There's always a black market, there's always something that can be exchanged.

Offred, Chapter 3

Offred recognizes that exchanges and transactions are a fundamental part of human interactions; she is always alert for something she can exchange, even though she has no possessions of her own.


It was true, I took too much for granted; I trusted fate, back then.

Offred, Chapter 5

After Offred considers her carelessness in keeping plastic bags in reach of her daughter, she connects this assessment of taking things for granted to other items: freedom, choices, her loved ones. This regret comes up frequently in the novel as Offred considers all that has been lost.


There is more than one kind of freedom ... Freedom to and freedom from.

Aunt Lydia, Chapter 5

Aunt Lydia suggests that these two kinds of freedom are exclusive. While the women of Gilead do not have the freedom to love, marry, work, or procreate as they choose, they are free from obscenities, catcalls, and violence. Aunt Lydia suggests there is a value in freedom from that should not be underrated.


This may not seem ordinary to you now, but after a time it will.

Aunt Lydia, Chapter 6

Aunt Lydia argues that one of the powers of the totalitarian state is its ability to recondition people's responses. What once was horrible becomes ordinary; what once was horrible becomes normal.


If it's a story I'm telling, then I have control over the ending.

Offred, Chapter 7

The admission that this story is a story, a reconstruction of events, is an essential element of Offred's narrative style and her control over her life. She revisits this idea often, noting that she dislikes telling this story but feels compelled to finish it. In the end, this story becomes a primary historical source for the frame of the novel.


I compose myself. My self is a thing I must now compose.

Offred, Chapter 12

While language can be a tool used to remove identity, Offred shows that it also has the power to create or preserve identity.


My name isn't Offred, I have another name, which nobody uses now because it's forbidden.

Offred, Chapter 14

Offred's true name, which readers never learn, is an anchor of her true identity. Making this name forbidden is a way government authorities remove individuality from Offred and other Handmaids.


In reduced circumstances the desire to live attaches itself to strange objects.

Offred, Chapter 19

The desire to live—to survive—is present in Offred, no matter how passive she seems. She endures her circumstances, despite periodic thoughts of suicide, because she wants to continue living. This will to live causes small pleasures, such as having a pet, to gain great importance.

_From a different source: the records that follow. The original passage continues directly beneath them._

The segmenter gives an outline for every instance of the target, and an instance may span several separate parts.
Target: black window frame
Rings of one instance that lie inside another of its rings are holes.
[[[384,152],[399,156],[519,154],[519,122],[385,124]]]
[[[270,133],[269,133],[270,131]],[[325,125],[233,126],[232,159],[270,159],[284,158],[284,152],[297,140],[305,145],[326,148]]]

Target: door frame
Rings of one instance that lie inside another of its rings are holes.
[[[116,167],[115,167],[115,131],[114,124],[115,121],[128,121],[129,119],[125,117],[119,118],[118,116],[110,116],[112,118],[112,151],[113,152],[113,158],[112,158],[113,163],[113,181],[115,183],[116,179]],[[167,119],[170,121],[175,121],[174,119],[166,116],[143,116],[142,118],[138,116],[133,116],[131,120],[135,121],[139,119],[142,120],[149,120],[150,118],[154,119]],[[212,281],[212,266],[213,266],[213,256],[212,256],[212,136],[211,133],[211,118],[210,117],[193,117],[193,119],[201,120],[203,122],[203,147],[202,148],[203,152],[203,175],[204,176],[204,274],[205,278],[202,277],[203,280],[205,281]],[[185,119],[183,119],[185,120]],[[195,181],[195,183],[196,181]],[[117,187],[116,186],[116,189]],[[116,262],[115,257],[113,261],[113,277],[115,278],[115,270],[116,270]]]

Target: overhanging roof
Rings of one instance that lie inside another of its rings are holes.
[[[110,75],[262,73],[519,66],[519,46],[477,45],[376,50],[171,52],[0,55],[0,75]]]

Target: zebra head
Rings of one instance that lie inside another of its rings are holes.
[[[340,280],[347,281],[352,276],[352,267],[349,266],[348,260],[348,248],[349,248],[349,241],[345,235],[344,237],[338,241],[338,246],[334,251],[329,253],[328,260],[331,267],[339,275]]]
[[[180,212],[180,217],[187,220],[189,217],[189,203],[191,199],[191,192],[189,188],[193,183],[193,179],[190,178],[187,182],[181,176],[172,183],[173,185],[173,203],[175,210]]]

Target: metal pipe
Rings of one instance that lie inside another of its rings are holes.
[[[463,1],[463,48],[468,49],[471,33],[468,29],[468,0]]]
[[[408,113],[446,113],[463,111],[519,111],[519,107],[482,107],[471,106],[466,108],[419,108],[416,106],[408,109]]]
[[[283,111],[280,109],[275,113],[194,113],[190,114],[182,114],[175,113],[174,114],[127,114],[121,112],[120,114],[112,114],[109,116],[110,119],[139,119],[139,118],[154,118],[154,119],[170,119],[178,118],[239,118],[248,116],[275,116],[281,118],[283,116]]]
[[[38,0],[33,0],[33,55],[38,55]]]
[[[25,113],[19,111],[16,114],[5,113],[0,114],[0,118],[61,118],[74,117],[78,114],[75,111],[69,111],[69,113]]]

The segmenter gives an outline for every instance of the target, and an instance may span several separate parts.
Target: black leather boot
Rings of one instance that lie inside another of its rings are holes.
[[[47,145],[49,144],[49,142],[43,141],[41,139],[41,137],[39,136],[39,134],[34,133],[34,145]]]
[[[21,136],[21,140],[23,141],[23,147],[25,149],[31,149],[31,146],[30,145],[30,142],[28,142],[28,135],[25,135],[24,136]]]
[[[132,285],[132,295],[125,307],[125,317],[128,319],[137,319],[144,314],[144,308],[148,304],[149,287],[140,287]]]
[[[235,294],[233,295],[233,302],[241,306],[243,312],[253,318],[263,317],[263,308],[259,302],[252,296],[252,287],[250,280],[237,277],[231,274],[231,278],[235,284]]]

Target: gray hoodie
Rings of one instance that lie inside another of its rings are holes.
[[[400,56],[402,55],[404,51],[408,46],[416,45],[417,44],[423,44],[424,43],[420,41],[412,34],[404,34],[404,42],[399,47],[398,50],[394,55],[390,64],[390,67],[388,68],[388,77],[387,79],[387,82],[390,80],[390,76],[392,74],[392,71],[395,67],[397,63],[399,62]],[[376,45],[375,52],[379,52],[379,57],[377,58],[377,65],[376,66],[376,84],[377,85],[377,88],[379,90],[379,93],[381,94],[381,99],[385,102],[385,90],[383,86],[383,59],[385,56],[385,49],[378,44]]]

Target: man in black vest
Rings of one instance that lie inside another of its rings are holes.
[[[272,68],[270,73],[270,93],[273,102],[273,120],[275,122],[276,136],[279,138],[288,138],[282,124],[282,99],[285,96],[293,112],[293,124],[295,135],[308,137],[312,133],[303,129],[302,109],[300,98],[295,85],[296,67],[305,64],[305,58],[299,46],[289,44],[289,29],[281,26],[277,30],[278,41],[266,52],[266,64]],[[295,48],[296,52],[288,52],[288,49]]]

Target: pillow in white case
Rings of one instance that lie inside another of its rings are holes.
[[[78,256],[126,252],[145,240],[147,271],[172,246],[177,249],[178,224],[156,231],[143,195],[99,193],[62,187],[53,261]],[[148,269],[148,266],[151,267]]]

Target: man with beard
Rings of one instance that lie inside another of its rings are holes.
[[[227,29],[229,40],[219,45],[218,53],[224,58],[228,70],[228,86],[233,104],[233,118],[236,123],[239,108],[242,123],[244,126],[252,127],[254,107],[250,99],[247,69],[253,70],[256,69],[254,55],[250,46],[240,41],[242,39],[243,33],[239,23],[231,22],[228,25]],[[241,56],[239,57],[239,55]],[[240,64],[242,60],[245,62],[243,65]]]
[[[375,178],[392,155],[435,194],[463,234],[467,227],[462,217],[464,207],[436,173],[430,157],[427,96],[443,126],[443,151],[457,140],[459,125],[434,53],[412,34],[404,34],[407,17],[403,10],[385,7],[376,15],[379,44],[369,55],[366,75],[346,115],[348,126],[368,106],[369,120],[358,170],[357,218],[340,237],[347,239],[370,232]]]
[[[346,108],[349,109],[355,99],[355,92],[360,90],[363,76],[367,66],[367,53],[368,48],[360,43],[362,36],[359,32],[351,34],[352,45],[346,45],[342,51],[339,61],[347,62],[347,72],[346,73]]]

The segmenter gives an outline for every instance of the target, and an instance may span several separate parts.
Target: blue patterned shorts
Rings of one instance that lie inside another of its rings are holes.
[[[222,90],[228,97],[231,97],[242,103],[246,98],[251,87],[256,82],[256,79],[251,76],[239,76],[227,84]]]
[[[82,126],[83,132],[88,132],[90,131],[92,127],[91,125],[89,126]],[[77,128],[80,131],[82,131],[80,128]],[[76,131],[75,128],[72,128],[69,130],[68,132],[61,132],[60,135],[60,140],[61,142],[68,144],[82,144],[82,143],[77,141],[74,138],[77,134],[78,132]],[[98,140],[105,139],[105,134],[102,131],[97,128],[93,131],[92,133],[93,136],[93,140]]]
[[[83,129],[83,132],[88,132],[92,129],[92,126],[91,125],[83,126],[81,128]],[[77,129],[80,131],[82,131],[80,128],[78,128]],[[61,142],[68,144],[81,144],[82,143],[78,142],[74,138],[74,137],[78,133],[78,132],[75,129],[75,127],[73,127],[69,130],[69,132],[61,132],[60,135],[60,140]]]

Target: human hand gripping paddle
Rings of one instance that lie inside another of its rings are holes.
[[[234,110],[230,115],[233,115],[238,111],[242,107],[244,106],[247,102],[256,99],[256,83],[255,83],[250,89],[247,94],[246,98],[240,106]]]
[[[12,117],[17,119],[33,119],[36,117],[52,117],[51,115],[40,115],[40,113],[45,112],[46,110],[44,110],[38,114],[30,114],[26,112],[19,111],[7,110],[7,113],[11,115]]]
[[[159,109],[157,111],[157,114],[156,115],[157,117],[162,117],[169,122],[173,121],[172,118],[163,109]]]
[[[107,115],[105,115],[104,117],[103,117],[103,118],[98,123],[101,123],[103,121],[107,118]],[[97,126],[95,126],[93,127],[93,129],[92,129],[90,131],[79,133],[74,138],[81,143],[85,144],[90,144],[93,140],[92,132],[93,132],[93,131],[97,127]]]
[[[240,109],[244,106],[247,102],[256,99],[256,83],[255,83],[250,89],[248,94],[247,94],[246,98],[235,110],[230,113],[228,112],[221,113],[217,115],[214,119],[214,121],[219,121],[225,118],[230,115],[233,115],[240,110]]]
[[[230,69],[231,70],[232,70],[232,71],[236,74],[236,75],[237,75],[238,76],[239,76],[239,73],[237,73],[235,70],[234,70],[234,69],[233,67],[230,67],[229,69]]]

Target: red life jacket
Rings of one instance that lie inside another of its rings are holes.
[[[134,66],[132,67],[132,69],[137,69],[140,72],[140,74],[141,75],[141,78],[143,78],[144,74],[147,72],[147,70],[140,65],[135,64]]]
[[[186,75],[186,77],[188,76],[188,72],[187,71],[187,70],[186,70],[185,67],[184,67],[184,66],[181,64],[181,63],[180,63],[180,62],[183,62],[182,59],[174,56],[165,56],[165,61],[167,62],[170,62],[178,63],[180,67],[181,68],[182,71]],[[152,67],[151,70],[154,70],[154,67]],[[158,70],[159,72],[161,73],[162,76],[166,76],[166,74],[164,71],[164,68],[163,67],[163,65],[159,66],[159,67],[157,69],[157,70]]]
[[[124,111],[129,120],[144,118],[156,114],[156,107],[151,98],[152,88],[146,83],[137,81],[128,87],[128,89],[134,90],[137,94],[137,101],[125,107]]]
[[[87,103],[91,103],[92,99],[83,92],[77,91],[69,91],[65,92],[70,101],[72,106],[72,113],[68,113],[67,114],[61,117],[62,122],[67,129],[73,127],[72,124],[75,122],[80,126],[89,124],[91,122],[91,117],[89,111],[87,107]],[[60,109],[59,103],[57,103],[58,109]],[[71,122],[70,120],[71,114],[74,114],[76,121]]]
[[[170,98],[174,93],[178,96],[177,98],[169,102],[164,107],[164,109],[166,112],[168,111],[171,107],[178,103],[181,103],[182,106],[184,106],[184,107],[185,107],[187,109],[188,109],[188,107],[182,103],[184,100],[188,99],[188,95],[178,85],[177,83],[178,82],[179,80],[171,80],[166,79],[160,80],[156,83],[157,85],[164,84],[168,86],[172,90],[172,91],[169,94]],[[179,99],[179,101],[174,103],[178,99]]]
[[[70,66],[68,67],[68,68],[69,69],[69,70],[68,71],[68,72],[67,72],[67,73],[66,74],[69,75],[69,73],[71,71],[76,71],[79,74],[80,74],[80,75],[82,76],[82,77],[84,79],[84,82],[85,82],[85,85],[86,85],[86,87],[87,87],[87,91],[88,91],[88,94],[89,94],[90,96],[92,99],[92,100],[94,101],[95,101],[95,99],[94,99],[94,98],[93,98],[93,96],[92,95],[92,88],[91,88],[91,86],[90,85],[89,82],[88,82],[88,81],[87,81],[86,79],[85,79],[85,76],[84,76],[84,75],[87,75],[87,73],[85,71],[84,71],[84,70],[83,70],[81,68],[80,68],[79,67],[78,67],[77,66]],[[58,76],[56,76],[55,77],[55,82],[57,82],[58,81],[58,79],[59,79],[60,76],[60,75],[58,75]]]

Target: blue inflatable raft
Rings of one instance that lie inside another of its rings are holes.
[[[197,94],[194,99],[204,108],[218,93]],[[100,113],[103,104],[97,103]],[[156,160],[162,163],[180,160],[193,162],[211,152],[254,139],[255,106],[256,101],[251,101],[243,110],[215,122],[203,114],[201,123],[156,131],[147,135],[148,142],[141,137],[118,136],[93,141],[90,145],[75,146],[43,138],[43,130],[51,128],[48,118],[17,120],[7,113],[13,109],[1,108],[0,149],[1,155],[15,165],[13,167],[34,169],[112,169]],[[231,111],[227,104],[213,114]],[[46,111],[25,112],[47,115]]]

Moira had power ..., she'd set herself loose. She was ... a loose woman.

Offred, Chapter 22

While many of the women at the Red Center have begun to "los[e] the taste for freedom" as victims of state indoctrination, Moira reclaims her power by setting herself free from the center. The pun "loose woman" is also suggestive of a reclamation of Moira's identity as a sexual being.


To want is to have a weakness.

Offred, Chapter 23

Offred frequently tries to identify other people's desires, thinking that there could a possible exchange from which she might benefit. At the same time, Offred herself is no longer permitted to want anything, from her daughter to her identity.


How easy it is to invent a humanity, for anyone at all.

Offred, Chapter 24

Offred thinks this about a Nazi's mistress and connects it to the way she views the Commander as sad and lonely, humanizing him despite his lack of compassion.


A rat in a maze is free ..., as long as it stays inside the maze.

Offred, Chapter 27

The government of Gilead grants its people, especially its women, the illusion of freedom. Offred's bedroom, her daily walk, and her role in society is a maze of confinement. Yet the decision about whether to walk to the Wall or to the church, for example, grants the illusion of freedom within the confinement.


Better never means better for everyone ... It always means worse, for some.

The Commander, Chapter 32

The Commander believes that the society he helps create is an improvement, but he grudgingly admits that it is only better for some people, while others must necessarily suffer. His commitment to and defense of Gilead's rules despite the fact that they dehumanize whole segments of society is a key element of his characterization.